A dissolução dos vínculos promove o esfacelamento do coletivo devido à impossibilidade de compartilhamento das experiências. Isso impossibilita a descoberta pelos sujeitos da própria identidade e, consequentemente, o apagamento de vestígios da experiência individual na experiência coletiva. “Desprovido de experiência, o homem não deixa rastros.” (KRAMER, 2008, p.19)

No entanto, essa pobreza de experiências deve impelir-nos a começar de novo, partindo do pouco existente. Benjamin (1986) aponta a necessidade de reconstrução da experiência de modo a garantir a manutenção da memória coletiva, sendo que esse processo de reconstrução enseja também uma nova forma de narrativa.

Para que possamos reconstruir a experiência, temos que primeiro reconstruir o sujeito da experiência, tornando-o sensível ao que nos passa. “O sujeito da experiência seria algo como um território de passagem, algo como uma superfície sensível que aquilo que acontece afeta de algum modo,

produz alguns afetos, inscreve algumas marcas, deixa alguns vestígios” (BONDÍA, 2002, p. 24). Assim, quando o sujeito percebe a experiência como aquilo que nos acontece, torna-se espaço no qual tem lugar os acontecimentos e dá-lhes passagem por meio de sua narrativa.
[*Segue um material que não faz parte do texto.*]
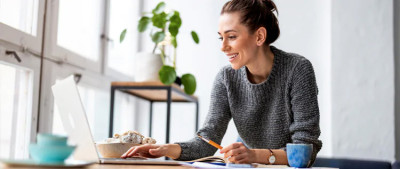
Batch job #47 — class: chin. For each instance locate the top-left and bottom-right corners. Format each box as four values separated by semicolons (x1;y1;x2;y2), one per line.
231;64;241;70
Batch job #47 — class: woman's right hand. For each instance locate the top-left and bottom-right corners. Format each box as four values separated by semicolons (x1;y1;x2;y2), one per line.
121;144;168;158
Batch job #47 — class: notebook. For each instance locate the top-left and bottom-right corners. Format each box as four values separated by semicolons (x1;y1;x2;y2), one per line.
52;75;183;165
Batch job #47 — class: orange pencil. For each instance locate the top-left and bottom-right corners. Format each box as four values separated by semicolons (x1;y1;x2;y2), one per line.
197;134;222;149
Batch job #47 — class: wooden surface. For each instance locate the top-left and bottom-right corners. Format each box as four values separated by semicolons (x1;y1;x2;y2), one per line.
111;81;197;102
0;164;193;169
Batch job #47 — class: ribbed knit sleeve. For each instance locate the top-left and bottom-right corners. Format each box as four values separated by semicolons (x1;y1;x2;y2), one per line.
290;59;322;164
176;69;231;161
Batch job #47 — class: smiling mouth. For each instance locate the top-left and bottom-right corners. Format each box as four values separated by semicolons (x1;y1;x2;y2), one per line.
228;54;239;61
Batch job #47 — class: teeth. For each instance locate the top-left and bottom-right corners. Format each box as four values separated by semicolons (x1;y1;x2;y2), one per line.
229;54;237;59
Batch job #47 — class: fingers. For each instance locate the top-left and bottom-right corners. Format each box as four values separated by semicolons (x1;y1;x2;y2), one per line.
149;147;165;156
220;142;244;154
121;146;136;158
221;143;247;158
228;153;249;164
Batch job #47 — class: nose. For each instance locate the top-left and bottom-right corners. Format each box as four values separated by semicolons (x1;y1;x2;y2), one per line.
221;39;231;52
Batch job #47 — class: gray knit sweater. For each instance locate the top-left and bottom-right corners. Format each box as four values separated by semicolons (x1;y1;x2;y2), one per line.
177;46;322;164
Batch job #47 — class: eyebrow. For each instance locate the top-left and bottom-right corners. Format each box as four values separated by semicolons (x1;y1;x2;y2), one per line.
218;29;237;35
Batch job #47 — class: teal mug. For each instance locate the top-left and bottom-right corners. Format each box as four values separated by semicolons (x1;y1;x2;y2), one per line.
286;143;313;168
29;133;76;163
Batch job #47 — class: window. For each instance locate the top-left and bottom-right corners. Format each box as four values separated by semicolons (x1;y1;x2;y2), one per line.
57;0;103;61
0;62;33;159
0;0;44;53
0;0;39;36
107;0;140;76
45;0;105;73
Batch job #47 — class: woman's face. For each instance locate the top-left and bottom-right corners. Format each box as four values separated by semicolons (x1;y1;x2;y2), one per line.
218;12;257;69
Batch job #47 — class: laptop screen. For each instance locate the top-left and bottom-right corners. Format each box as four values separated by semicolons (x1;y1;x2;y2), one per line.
52;75;99;162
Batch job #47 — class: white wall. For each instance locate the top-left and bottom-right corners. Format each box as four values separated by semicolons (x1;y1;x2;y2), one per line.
331;0;394;160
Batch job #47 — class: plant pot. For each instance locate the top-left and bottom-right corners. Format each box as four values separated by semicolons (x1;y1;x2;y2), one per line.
134;53;163;82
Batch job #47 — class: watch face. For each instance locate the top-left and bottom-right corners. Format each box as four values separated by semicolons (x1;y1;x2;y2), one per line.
268;155;275;164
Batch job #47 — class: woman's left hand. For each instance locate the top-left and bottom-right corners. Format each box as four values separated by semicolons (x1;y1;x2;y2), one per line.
220;142;256;164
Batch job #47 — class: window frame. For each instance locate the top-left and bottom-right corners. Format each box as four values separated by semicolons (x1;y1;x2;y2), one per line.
0;42;41;156
0;0;46;55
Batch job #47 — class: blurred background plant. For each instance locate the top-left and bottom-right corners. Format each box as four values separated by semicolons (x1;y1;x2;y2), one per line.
120;2;200;95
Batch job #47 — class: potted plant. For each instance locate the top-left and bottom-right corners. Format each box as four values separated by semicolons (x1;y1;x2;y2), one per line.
120;2;199;95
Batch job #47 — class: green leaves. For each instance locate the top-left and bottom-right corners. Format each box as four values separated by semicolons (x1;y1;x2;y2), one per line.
151;31;165;44
171;36;178;48
191;31;200;44
138;16;151;32
119;29;126;43
158;65;176;85
152;2;165;14
151;12;167;29
181;73;196;95
168;11;182;37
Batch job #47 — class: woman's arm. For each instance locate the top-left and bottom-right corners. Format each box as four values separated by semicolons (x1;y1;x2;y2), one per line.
220;142;288;165
289;59;322;164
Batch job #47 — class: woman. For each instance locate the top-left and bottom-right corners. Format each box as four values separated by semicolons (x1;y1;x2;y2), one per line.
122;0;322;164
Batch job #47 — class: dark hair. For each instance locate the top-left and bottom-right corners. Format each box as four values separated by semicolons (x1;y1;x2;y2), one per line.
221;0;280;45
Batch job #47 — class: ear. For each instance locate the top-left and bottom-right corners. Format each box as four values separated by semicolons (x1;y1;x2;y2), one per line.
255;27;267;46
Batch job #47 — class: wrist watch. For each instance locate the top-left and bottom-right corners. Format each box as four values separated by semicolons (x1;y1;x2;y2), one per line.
268;149;276;164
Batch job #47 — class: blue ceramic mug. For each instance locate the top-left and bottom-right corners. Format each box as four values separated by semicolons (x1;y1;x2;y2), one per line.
286;143;313;168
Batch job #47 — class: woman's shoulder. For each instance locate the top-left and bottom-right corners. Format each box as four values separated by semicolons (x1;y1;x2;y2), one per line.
271;46;312;68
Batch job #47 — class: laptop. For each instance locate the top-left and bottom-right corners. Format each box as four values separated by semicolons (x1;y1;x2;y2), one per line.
52;75;184;165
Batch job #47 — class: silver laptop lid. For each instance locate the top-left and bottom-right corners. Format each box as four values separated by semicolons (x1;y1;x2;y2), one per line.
52;75;99;162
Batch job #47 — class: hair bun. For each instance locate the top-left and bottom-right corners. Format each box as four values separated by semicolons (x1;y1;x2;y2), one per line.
263;0;278;13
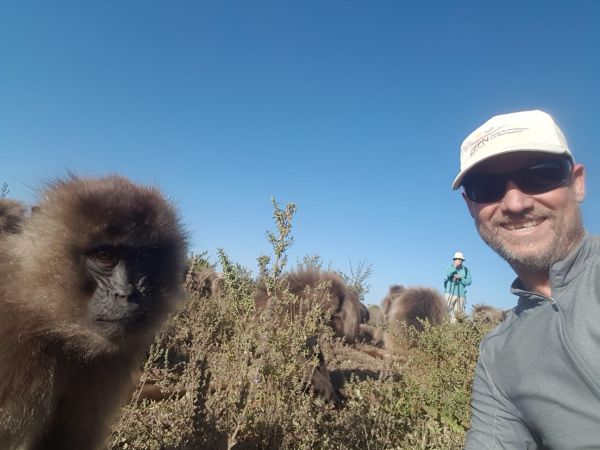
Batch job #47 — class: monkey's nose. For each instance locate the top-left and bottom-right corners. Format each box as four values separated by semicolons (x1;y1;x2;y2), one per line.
112;284;137;301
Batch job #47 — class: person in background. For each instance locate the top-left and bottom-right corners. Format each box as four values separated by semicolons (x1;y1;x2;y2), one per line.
444;252;471;323
452;111;600;450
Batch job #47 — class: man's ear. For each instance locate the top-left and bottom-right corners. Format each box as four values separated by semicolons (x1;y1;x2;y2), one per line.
461;191;475;219
572;164;585;203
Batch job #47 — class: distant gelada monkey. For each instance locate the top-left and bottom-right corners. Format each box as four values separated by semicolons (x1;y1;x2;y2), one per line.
0;176;186;450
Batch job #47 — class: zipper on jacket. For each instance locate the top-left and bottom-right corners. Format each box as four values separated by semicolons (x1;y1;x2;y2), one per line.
544;297;558;312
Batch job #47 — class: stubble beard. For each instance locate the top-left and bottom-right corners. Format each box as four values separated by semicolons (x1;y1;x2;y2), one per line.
476;209;585;274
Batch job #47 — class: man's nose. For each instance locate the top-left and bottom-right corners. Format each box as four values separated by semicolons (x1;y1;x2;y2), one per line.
500;180;533;214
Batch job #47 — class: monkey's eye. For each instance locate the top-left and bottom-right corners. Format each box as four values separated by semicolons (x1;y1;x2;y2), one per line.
90;247;119;266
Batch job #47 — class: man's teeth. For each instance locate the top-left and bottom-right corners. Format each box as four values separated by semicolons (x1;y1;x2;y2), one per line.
504;219;542;230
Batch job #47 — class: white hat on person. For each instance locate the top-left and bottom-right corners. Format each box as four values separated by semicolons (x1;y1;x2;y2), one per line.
452;252;465;261
452;110;573;190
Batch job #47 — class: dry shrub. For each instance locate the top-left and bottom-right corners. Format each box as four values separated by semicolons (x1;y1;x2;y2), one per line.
109;201;489;450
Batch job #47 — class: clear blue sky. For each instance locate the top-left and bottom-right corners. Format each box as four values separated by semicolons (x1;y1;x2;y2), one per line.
0;0;600;308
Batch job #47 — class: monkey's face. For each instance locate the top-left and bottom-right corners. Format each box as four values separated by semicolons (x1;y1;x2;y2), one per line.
83;245;177;340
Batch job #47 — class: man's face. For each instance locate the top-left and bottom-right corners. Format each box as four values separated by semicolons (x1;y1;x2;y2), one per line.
463;153;585;272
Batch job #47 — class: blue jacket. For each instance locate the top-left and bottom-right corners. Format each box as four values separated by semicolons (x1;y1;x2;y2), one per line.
444;265;471;298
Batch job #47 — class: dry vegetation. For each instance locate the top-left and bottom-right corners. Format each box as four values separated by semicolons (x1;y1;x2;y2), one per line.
108;203;491;450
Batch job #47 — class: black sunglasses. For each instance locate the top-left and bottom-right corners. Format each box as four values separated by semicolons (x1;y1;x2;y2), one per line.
462;159;573;203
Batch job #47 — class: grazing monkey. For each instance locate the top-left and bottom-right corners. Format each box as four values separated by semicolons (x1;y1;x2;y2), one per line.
361;284;447;355
255;269;369;342
185;268;224;297
0;198;27;236
0;176;186;450
472;304;506;323
385;286;447;331
254;269;369;403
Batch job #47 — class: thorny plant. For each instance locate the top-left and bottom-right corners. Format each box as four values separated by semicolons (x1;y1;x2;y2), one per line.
109;200;487;450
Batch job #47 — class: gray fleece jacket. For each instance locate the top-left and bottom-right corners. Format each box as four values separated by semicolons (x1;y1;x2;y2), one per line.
465;234;600;450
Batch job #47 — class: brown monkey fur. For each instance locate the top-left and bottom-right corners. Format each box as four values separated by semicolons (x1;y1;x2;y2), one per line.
385;286;447;331
254;269;369;403
255;269;369;342
361;284;447;355
472;304;506;323
0;198;27;236
0;176;186;450
185;268;224;297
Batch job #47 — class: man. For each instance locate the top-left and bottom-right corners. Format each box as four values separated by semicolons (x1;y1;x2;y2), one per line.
452;111;600;450
444;252;471;323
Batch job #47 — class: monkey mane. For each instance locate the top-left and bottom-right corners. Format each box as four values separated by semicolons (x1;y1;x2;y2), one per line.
255;269;369;342
381;284;404;316
0;198;27;236
0;175;186;353
386;287;446;330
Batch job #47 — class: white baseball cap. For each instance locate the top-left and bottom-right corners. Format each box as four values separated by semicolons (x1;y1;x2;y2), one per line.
452;110;574;190
452;252;465;261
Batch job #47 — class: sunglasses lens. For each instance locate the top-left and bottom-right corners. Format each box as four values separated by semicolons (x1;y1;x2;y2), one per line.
463;159;572;203
516;159;571;194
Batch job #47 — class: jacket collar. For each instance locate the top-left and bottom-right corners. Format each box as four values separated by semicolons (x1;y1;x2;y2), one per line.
510;232;595;310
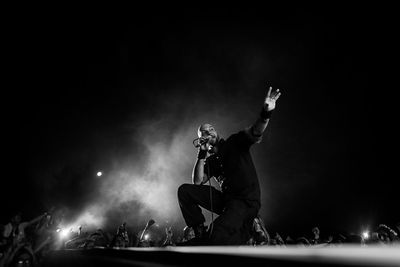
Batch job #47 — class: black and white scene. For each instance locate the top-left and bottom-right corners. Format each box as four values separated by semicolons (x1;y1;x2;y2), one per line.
0;3;400;267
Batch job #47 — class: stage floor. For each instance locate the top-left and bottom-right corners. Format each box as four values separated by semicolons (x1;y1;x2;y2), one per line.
44;245;400;267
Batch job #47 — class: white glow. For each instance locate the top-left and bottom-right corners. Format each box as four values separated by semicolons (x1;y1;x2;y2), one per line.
362;231;369;239
58;228;69;238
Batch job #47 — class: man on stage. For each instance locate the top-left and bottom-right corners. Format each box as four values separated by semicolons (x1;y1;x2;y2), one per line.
178;87;281;245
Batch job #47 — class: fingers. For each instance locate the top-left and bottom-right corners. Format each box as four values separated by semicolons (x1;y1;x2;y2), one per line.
273;89;281;101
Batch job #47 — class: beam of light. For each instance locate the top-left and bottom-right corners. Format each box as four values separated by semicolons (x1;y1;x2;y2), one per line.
58;228;70;239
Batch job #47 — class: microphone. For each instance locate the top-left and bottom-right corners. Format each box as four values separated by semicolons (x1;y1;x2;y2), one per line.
193;135;211;148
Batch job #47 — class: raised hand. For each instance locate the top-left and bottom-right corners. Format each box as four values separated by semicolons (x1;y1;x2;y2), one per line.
264;86;281;111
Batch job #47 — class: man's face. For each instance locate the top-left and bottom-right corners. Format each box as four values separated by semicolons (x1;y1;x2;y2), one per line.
198;123;218;146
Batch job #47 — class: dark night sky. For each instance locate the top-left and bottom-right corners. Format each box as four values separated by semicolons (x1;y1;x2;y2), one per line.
1;7;400;238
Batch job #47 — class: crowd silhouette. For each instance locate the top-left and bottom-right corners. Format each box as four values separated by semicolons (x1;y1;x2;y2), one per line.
0;210;400;267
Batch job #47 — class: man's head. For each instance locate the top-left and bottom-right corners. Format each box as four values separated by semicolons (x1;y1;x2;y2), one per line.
197;123;219;146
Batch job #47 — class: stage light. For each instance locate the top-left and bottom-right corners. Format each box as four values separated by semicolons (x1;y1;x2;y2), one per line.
57;229;69;238
362;231;369;239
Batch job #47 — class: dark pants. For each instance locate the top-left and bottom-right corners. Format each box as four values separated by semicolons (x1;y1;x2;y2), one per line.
178;184;260;245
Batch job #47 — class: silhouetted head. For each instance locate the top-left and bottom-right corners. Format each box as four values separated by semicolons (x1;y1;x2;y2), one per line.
197;123;219;146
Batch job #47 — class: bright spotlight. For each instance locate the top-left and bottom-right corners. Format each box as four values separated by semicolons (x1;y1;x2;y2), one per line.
58;229;69;238
362;231;369;239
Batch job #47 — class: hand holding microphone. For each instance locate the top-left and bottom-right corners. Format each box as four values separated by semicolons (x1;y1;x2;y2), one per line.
193;135;211;150
193;135;211;159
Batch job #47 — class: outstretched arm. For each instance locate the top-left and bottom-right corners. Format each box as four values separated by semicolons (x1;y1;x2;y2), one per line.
250;87;281;137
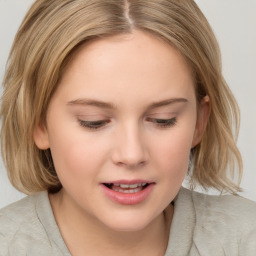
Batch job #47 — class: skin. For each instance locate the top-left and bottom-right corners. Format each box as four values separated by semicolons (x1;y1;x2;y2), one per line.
34;31;209;255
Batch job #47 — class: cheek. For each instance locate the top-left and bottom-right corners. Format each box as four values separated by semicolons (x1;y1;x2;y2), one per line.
47;129;105;179
152;126;193;174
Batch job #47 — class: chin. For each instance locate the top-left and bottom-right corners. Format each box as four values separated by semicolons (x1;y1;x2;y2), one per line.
99;210;159;232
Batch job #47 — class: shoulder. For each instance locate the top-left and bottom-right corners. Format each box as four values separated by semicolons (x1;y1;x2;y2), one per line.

Aquele que narra mostra um saber prático a seus ouvintes. Esse saber, como aponta Benjamin, pode tomar a forma de um conselho, pois “o narrador é um homem que sabe dar conselhos.” (BENJAMIN, 1986, p. 200) Contudo, não podemos considerar o conselho como uma tentativa de intervir na vida de outrem, devemos interpretá-lo como forma de “fazer uma sugestão sobre a continuação de uma história que está sendo narrada.” (idem) Esse conselho é tecido na substância viva da existência, traduzindo a experiência do narrador em sabedoria.

“O narrador retira da experiência o que ele conta: sua própria experiência ou a relatada pelos outros. E incorpora as coisas narradas à experiência dos seus ouvintes.” (BENJAMIN, 1986, p. 201) Quanto mais natural for o narrador, mais facilmente o ouvinte apreenderá a história e a ligará a sua própria experiência, tornando irresistível a vontade de recontá-la um dia. Nessa perspectiva, a relação “entre o ouvinte e o narrador é dominada pelo interesse em conservar o que foi narrado.” (Idem, p. 210)

Para Benjamin (1986), comum a todos os grandes narradores é a facilidade com que lidam e trabalham a experiência. Dessa forma, a narrativa nunca age fora do homem, pois está intrinsecamente vinculada à experiência que possui. Logo, o narrador trabalha a sua matéria, a vida humana – a sua e a dos outros –, transformando-a em conselhos, saberes, conhecimentos.